Through a series of fairly cheesy flashbacks, we learn- sort of- the reason why the shoes are cursed. It all has to do with women fighting over men, blah blah, jealousy. You know, essentially that wimmins is crazy bitches...and unfortunately, that's what the main plot of The Red Shoes devolves into as well. A very strong first half, centered around a rather compelling character, becomes a lazy, nonsensical second half; horror-tinged drama becomes nothing but a series of the same old tired tropes you've seen in plenty of other Asian genre flicks. It's really too bad- the film gets more disappointing as it loses steam over the course of its run time.
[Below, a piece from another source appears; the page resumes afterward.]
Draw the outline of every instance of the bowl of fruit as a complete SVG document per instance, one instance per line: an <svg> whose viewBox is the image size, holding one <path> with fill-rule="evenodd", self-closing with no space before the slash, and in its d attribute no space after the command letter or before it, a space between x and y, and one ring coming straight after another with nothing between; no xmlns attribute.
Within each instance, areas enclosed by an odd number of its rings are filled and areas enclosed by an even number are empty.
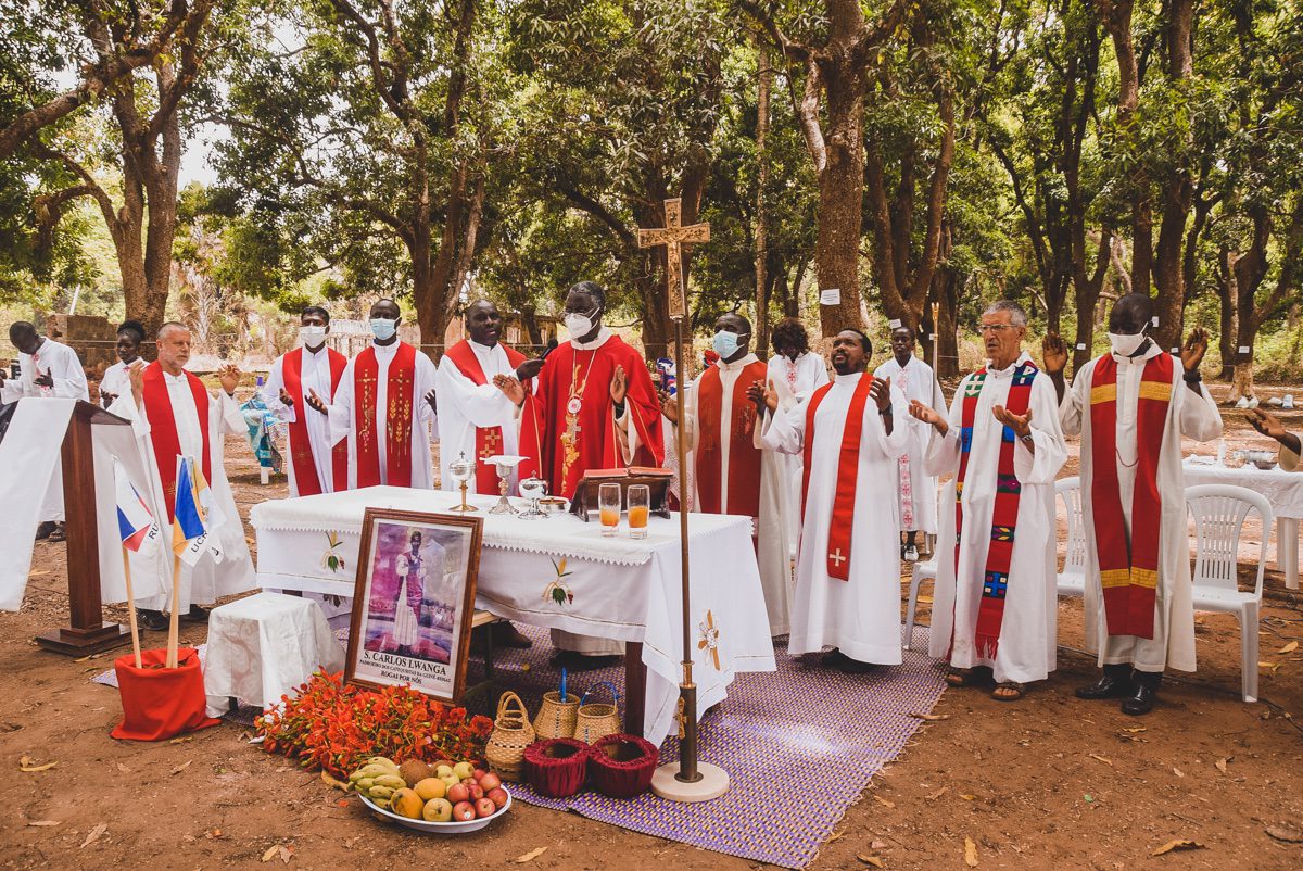
<svg viewBox="0 0 1303 871"><path fill-rule="evenodd" d="M349 775L349 782L377 816L418 832L466 834L511 810L502 778L469 761L396 765L375 756Z"/></svg>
Still, it's not without some bright spots and high points- the cinematography is gorgeous, the set design interesting, and the acting is very strong- particularly that from Hye-su Kim, who has to convey a wide range of emotions as she takes the train from Sadsville to Cuckootown.All in all, the film isn't going to have anyone squealing in delight and placing a copy on their elaborate glass shelving unit, but it serves its function fairly well- sort of like my taped-up Converse.